Velocity Reviews

Velocity Reviews (http://www.velocityreviews.com/forums/index.php)
-   Java (http://www.velocityreviews.com/forums/f30-java.html)
-   -   A proposal to handle file encodings (http://www.velocityreviews.com/forums/t954766-a-proposal-to-handle-file-encodings.html)

Roedy Green 11-22-2012 09:36 PM

A proposal to handle file encodings
 
The problem with encodings is they are not attached in any way or
embedded in any way in a file. You are just supposed to know how a
file is encoded.

Here is my idea to solve the problem.

We invent a new encoding.

Files in this encoding begin with a 0 byte, then an ASCII string
giving the name of a conventional encoding then another 0 byte.

When you read a file with this encoding, the header is invisible to
your application. When you write a file, a header for a UTF8 file gets
written automatically.

You write your app telling it to read and write this new encoding e.g.
"labeled".

You can write a utilty to import files into your labelled universe by
detecting or guessing or being told the encoding. It gets a header.
Other than that the file is unmodified.
--
Roedy Green Canadian Mind Products http://mindprod.com
Students who hire or con others to do their homework are as foolish
as couch potatoes who hire others to go to the gym for them.

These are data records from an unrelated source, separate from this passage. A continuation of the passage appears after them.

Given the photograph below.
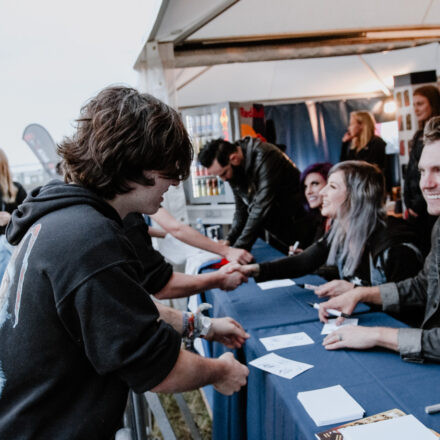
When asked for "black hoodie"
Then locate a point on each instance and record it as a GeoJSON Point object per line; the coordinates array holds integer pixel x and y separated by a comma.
{"type": "Point", "coordinates": [76, 328]}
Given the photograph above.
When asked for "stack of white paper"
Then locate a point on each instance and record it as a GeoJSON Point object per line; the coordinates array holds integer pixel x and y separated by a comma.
{"type": "Point", "coordinates": [401, 428]}
{"type": "Point", "coordinates": [284, 341]}
{"type": "Point", "coordinates": [274, 284]}
{"type": "Point", "coordinates": [331, 326]}
{"type": "Point", "coordinates": [330, 405]}
{"type": "Point", "coordinates": [287, 368]}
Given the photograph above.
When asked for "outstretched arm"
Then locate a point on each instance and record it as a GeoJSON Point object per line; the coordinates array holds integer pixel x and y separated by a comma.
{"type": "Point", "coordinates": [191, 372]}
{"type": "Point", "coordinates": [182, 285]}
{"type": "Point", "coordinates": [190, 236]}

Joerg Meier 11-22-2012 10:36 PM

Re: A proposal to handle file encodings
 
On Thu, 22 Nov 2012 13:36:16 -0800, Roedy Green wrote:

> The problem with encodings is they are not attached in any way or
> embedded in any way in a file. You are just supposed to know how a
> file is encoded.


> Here is my idea to solve the problem.


> We invent a new encoding.


> Files in this encoding begin with a 0 byte, then an ASCII string
> giving the name of a conventional encoding then another 0 byte.


> When you read a file with this encoding, the header is invisible to
> your application. When you write a file, a header for a UTF8 file gets
> written automatically.


> You write your app telling it to read and write this new encoding e.g.
> "labeled".


> You can write a utilty to import files into your labelled universe by
> detecting or guessing or being told the encoding. It gets a header.
> Other than that the file is unmodified.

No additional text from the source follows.